We know that tally-bundling must have been the natural precursor to arithmetic, and that it (tally bundling) may have been in use for many millennia before confidence in using and trusting arithmetic gradually reached the level where it could be the main methodology used in building pyramids. (The largest pyramid needed 20,000 workers devoted to the task of building it —over a period of twenty years. This shows that that a huge confidence existed, both in the geometric design and the arithmetic logistics.)
This level of confidence showed itself, too, in Babylon where much arithmetic must have been used successfully to build and to operate the irrigation of the hanging gardens. We know that the Babylonians organised special Arithmetic Schools to train the abacus-operators who were needed to plan their projects and enable their economy.
Later the Roman Empire became a showcase for the efficacy of arithmetic and geometric modelling —in designing handsome buildings, efficient aqueducts and well-aligned roads.
But it wasn’t until the 17th century that mathematical modellers showed —using Descartes’ geometry and Newton’s calculus— how much more their modelling could achieve. The idea behind calculus was that maths could be used to model change-over-time such as velocity, orbiting movement, centrifugal behaviour.
*Part 3 of the Four-Colour inquiry will appear hopefully early in 2024.
The earlier experience of modelling with static arithmetic/geometric configurations had looked like the best maths could do. (Its forte at the time was impressive building and civil engineering projects: an asset to society, of course, but with strict limitations.) Suddenly, unexpectedly, it transformed itself into a new modelling agent… one geared to exploring the possibilities of changing reality —tides, slides, topples, collapses, growth, movements. A new feeling of vitality had entered science. Also a promising economic vista beckoned: the study of possible, useful machines!
However did this transformation happen? How did Descartes convert an equation (a kind of statement) into a description for curves? How did Newton re-conceptualise algebra as a way of describing motion?
The answer is that these pioneering modellers were applying imagination to their models. The time variable was a symbol, t seconds, or t days, (counting from some established moment) and the modeller could envisage an expression involving t changing all the time… in this way mimicking a dynamic process.
This kind of 17th century modelling was naturally incorporated into the kind of post-renaissance scientific practice which limited the scope of modelling to piecemeal theorising.
So now there were two logical conventions which made mathematic modelling unsuited to attempts to model the universe, treated as a whole.
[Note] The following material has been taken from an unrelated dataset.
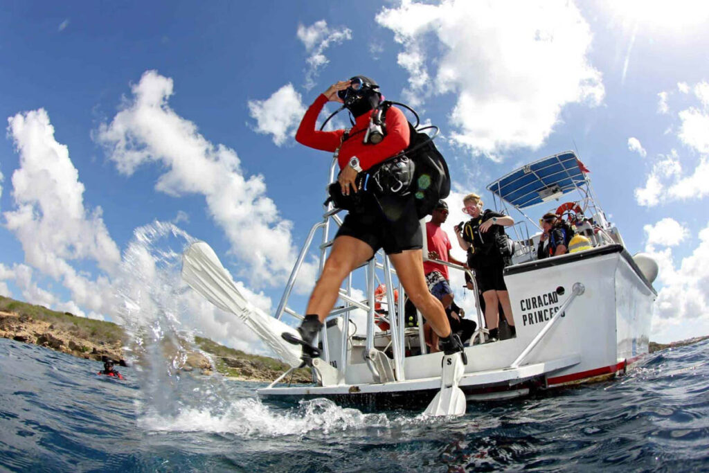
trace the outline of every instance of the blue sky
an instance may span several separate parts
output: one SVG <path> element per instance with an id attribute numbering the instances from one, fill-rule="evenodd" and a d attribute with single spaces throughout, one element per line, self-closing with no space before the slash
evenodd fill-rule
<path id="1" fill-rule="evenodd" d="M 125 252 L 157 221 L 272 309 L 330 162 L 295 129 L 362 74 L 441 127 L 453 208 L 575 143 L 630 252 L 660 263 L 651 339 L 706 335 L 708 21 L 700 1 L 4 2 L 0 294 L 116 320 Z M 256 346 L 191 304 L 205 335 Z"/>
It could never deliver a comprehensive a ‘model of everything’, because the imagination needed to activate the model was not itself “in” the model. Also the mathematical convention used in piecemeal scientific modelling depended on utilising axioms which were known to be reliable, substantial, truths which had been established prior to the new explanatory model. This was not a methodology which could be applied to the total universe, because these axioms, too, needed to be explained.
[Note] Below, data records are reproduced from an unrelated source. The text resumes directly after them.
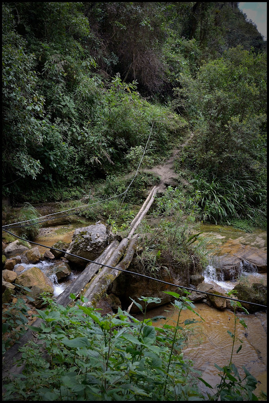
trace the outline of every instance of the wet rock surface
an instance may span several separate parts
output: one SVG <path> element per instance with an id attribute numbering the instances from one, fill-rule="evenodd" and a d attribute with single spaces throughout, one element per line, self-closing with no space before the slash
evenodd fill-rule
<path id="1" fill-rule="evenodd" d="M 103 224 L 97 223 L 75 230 L 72 241 L 66 252 L 93 260 L 104 250 L 108 241 L 115 238 L 114 235 Z M 65 254 L 64 257 L 70 262 L 85 267 L 87 262 L 74 256 Z"/>

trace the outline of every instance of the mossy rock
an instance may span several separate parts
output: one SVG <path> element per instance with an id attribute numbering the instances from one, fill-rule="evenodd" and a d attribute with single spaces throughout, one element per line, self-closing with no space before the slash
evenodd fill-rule
<path id="1" fill-rule="evenodd" d="M 238 299 L 252 302 L 254 304 L 264 305 L 262 298 L 261 298 L 258 293 L 253 288 L 250 288 L 246 286 L 243 286 L 242 284 L 237 284 L 233 290 L 237 291 L 236 296 Z M 249 313 L 254 313 L 255 312 L 261 311 L 264 309 L 264 308 L 263 308 L 262 307 L 258 306 L 258 305 L 253 305 L 251 304 L 248 304 L 247 302 L 241 302 L 241 304 Z M 240 310 L 240 308 L 238 310 Z"/>
<path id="2" fill-rule="evenodd" d="M 258 283 L 252 284 L 252 288 L 256 293 L 260 304 L 263 305 L 267 305 L 267 287 Z"/>

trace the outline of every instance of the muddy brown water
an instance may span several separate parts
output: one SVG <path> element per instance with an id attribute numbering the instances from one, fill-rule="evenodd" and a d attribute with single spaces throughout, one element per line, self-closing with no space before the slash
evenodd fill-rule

Similar factors apply to the human brain, because we take it for granted that the brain is the source of mind, and the entire discourse relating to the universe happens inside the human mind.
Do we need a scientific model of the universe? Well, it depends on what our expectations are. Modern science has, we know, conprehensively upstaged religion, because its concepts and methodology are clearly superior to the antiquated, uncertain texts on which religion rests. But this change has come about with a huge cost. The loss of religion’s former overwhelming credibility has thrown all forms of trustworthy human inter-action and co-operation into danger. Secular ethics exists, but it is in the last analysis only a life-style choice. It has no compelling force like religion.
For the reasons summarised above there can be no final mathematic model of the human brain or the universe. But we need a 100% credible picture of the universe, if our ethics is to recapture the compelling quality of religion.
Fortunately anti-maths has been discovered, a 100% abstract logos founded on tallies, but now ever changing, chaotic jumping tally sequences. The two obstacles —which prevented any mathematical configuration, however complex, however sophisticated, from being the last word— don’t apply to anti-maths modelling. No axioms are needed here, because if a cybernetic agent with freewill (=us) is possible, it can underwrite its own axioms. Nor is imagination needed as an outside agent (necessary to activate the whole), because the basic chaotic tally sequences come along with their own intrinsic random energy. So a new era beckons —always assuming that we are smart enough to recognise it, see its implications, and make it happen.